It was a fall, late afternoon Thursday. On a nook of the digital world, more than 70 people came together for the webinar "Schools for a natural childhood" to discover new ways to connect children with urban nature.

With a warm welcome by Anna Ramon, communication manager at CREAF, we were introduced to the main themes of the event: what is the role of nature in urban environments? How does it impact children? How can schools be part of the environmental and social transformation of cities?

Pivoting on three areas –research, planning and education–, CREAF, the Barcelona City Council and the Flemish organization BOS+ introduced their proposals: Green4Children, Transforming schoolyards and City of trees.

On the side of research, Corina Basnou, researcher at CREAF, announced Green4Children, a knowledge-exchange living laboratory that combines children’s perspectives and nature-based solutions (NBS) to promote sustainable cities that are resilient to the climate crisis and friendly towards both biodiversity and society.

Corina Basnou

Integrating education, research and dialogue, we invite the educative community to be part of an urban biodiversity and nature knowledge hub that includes children’s perspective.

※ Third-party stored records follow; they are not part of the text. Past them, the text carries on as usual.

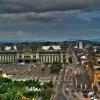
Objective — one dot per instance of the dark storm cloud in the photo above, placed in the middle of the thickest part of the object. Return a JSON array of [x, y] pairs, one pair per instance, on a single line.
[[31, 16], [10, 6]]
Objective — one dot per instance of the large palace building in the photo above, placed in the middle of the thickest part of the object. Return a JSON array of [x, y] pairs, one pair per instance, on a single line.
[[33, 54]]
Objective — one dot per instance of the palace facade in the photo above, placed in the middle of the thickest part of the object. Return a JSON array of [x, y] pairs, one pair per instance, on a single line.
[[33, 54]]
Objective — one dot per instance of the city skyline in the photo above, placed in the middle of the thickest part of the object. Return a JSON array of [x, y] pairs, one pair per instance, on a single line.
[[49, 19]]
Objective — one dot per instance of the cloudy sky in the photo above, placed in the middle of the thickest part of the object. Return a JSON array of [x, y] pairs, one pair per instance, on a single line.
[[49, 19]]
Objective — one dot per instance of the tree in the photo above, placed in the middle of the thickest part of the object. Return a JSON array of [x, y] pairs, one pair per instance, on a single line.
[[55, 67]]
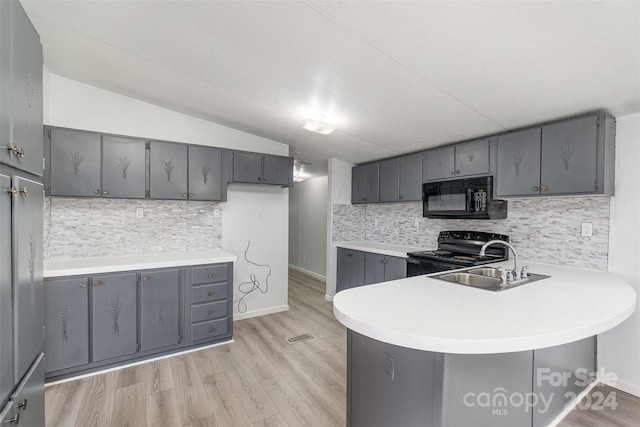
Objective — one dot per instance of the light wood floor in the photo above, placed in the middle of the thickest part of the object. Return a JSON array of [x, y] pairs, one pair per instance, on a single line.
[[259, 380]]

CORINA BASNOU, Green4Children project coordinator

Corina explained that 21st century children live in hostile and polluted environments with fragmented green spaces and a damaged biodiversity. This means that children lack in opportunities to get in touch with the natural world, to develop an interest in nature, to awaken their sensitivity through experimentation and dirty play. For this reason, CREAF questions us: "What if we place children in the middle of urban planning?"

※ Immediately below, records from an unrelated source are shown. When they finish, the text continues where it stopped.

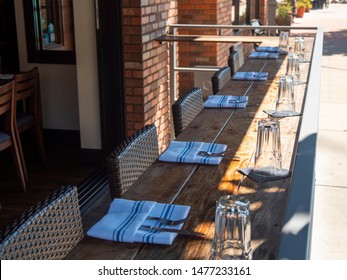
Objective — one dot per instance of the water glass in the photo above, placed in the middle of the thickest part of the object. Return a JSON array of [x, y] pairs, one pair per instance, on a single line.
[[284, 42], [285, 103], [232, 238], [268, 155], [299, 48], [293, 67]]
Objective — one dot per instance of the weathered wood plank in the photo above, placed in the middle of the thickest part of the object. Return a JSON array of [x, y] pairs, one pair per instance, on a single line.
[[200, 186]]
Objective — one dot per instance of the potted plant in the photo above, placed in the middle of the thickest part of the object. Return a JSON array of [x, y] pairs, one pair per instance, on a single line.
[[284, 13], [308, 6], [301, 7]]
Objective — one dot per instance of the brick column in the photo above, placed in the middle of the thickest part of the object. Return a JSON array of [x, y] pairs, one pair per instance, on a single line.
[[146, 77], [194, 54]]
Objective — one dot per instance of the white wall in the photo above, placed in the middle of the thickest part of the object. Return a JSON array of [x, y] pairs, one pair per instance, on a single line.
[[69, 93], [87, 73]]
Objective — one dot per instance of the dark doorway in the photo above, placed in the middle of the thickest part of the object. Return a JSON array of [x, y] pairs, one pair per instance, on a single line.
[[8, 38], [110, 67]]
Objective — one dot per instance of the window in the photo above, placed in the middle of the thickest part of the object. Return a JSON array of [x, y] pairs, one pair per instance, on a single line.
[[241, 12], [50, 31]]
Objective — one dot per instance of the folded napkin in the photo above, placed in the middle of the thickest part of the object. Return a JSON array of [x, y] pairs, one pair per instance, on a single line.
[[270, 49], [226, 101], [187, 152], [125, 217], [264, 55], [251, 76]]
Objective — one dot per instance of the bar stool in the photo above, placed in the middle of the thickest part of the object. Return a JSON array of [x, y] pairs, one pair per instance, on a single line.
[[236, 57]]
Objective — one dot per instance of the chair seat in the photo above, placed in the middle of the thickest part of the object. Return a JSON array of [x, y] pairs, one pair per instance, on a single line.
[[4, 137], [23, 119]]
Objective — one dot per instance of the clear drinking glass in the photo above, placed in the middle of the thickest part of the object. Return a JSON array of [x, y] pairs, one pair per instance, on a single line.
[[285, 103], [293, 68], [299, 48], [284, 42], [268, 155], [232, 238]]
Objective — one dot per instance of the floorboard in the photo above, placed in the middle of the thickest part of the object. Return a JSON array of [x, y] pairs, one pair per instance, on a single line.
[[64, 167]]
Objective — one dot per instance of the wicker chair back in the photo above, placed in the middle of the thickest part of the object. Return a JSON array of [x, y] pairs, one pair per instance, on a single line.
[[47, 231], [185, 109], [131, 158]]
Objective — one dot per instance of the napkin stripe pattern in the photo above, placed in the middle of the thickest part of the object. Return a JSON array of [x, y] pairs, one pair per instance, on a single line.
[[185, 152], [211, 148], [264, 55], [221, 102], [252, 76], [268, 49], [118, 233], [226, 101], [166, 213]]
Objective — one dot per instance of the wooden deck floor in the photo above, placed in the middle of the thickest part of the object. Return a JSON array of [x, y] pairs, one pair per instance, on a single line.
[[63, 168]]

From the urban planning area of the Barcelona City Council, Marta Carranza showed us the "Transforming schoolyards" programme, with CREAF as a monitoring member. This initiative is filling Barcelona’s public schoolyards with nature and new educative dynamics.

According to Marta, schoolyards are vital experimentation places where children can play with no adult intervention and where they learn to resolve natural frictions. Moreover, with Barcelona's pricey and scarce lands, schoolyards are used by the community outside school hours for socialization, and to promote good health and well-being. To turn schoolyards into climate and co-educational shelters, Marta reinforced the idea that involvement, commitment and a long-term vision are a requirement for the entire educative community.

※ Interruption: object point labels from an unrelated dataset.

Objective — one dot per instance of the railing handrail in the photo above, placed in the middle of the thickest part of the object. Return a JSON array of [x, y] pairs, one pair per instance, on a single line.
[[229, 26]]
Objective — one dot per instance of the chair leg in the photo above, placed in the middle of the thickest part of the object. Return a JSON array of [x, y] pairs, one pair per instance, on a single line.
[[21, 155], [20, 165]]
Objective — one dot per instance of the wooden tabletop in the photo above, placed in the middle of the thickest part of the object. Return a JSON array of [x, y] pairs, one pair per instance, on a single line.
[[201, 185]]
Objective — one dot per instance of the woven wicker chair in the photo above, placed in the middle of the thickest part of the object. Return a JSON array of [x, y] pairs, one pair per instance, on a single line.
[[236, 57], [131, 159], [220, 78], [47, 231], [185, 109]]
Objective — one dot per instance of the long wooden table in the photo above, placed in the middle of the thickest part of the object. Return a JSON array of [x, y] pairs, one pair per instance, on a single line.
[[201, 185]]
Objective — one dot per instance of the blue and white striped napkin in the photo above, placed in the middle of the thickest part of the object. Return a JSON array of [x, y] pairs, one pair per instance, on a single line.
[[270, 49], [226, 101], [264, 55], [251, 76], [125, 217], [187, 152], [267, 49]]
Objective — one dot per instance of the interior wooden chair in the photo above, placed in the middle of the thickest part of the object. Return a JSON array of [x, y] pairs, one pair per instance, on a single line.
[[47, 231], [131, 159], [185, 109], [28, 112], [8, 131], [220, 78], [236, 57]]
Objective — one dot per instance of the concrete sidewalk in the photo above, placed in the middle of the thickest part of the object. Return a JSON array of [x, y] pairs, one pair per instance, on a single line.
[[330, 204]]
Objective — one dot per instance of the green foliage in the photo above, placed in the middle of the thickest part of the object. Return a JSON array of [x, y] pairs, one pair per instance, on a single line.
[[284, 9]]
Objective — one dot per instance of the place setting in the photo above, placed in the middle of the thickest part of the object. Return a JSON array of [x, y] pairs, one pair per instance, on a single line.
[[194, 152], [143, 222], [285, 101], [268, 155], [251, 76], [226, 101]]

In the last presentation, Katriina Kilpi and Tine de Kezel, from the Flemish organization BOS+, shared with us the inspirational package “City of trees”. Created for the Sino-European project Clearing House, with the participation of CREAF, this package contains 15 lessons (7 translated into Catalan) so that teachers can integrate complex nature concepts in their subjects. "Everything you do in class, you can do it in nature," Tine said.

According to Katriina, the goal is to help children reconnect with nature, but not from a utilitarian or controlling point of view, but to build a new relationship with it. Nature allows us to focus, to improve our memory, our creativity and our mood. It relieves anxiety, helps improve social relationships and strengthens our immune systems. In addition, we develop a concern for the environment, a behaviour that can be influenced from a young age if there is frequent contact with the same natural places.

Generating a raging success across multiple sectors, the event not only caught the attention of teachers, schools and students’ families associations, but also of environmental institutions and the scientific community, students, and public and private workers. Thus, CREAF remains an authority in knowledge co-creation and in ecological-social impact.